Cantaloupe Custard Pie
1 (9 inch) pie crust, baked
1 cantaloupe
1/2 cup white sugar
8 tablespoons all-purpose flour
1/4 teaspoon salt
3 egg yolks
2 tbsp water
1 tbsp butter
1/4 tsp butter flavored extract
3 egg whites
1/4 teaspoon cream of tartar
6 tablespoons white sugar
Peel then cut cantaloupe in sections, remove and discard
seeds, and dice into small chunks into a saucepan. Place
over medium heat until it comes to a gentle boil. Mash the
cantaloupe as it heats. This should make about 2 cups of
pulp.
Combine 1/2 cup sugar, flour, and salt. Add to heated
cantaloupe and cook, stirring, until thick. The amount of
flour seems large, but it takes considerable thickening to
obtain the correct consistency.
In a large bowl, beat egg yolks; add water to yolks. Add a
little of the cantaloupe mixture to egg yolks in order to
heat yolks gradually. Stir egg yolks mixture into cantaloupe
mixture. Continue cooking, stirring, until thick and creamy.
Remove from heat.
Add butter or margarine and flavoring to the cantaloupe
mixture, then pour into baked pie shell.
Beat egg whites and cream of tartar together until frothy.
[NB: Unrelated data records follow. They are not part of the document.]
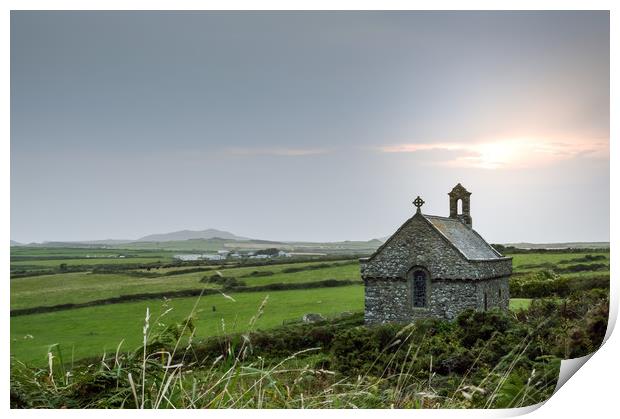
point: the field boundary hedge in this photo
(194, 292)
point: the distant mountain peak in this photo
(210, 233)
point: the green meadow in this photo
(91, 331)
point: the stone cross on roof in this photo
(418, 202)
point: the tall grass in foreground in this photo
(167, 372)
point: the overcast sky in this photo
(308, 126)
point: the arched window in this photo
(419, 289)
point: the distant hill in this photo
(210, 233)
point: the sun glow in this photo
(508, 153)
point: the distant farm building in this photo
(435, 267)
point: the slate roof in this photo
(463, 237)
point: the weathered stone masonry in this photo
(455, 269)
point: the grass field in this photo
(93, 330)
(79, 287)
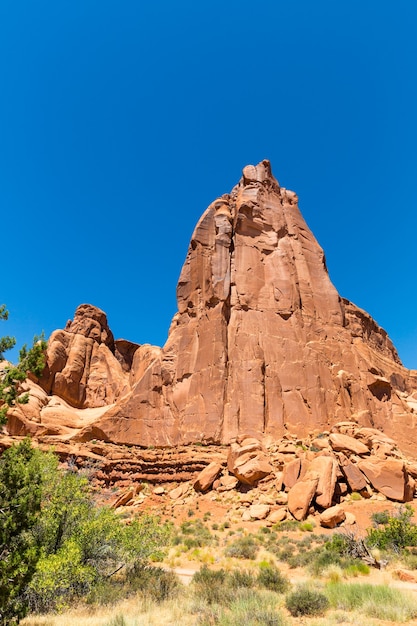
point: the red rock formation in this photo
(262, 343)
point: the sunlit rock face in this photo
(262, 343)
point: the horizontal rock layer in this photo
(262, 345)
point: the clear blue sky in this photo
(121, 121)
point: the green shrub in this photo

Continue beating, adding the 6 tablespoons sugar gradually;
beat until thick peaks form. Top the pie with this meringue.
Bake at 400F until top is lightly browned. (The crust and
filling are done, so you are just cooking the meringue.)
(as a final note, some people can and will try to eat the
entire pie themselves.)
When referencing pretty girls (or pies) the rules REQUIRE pics.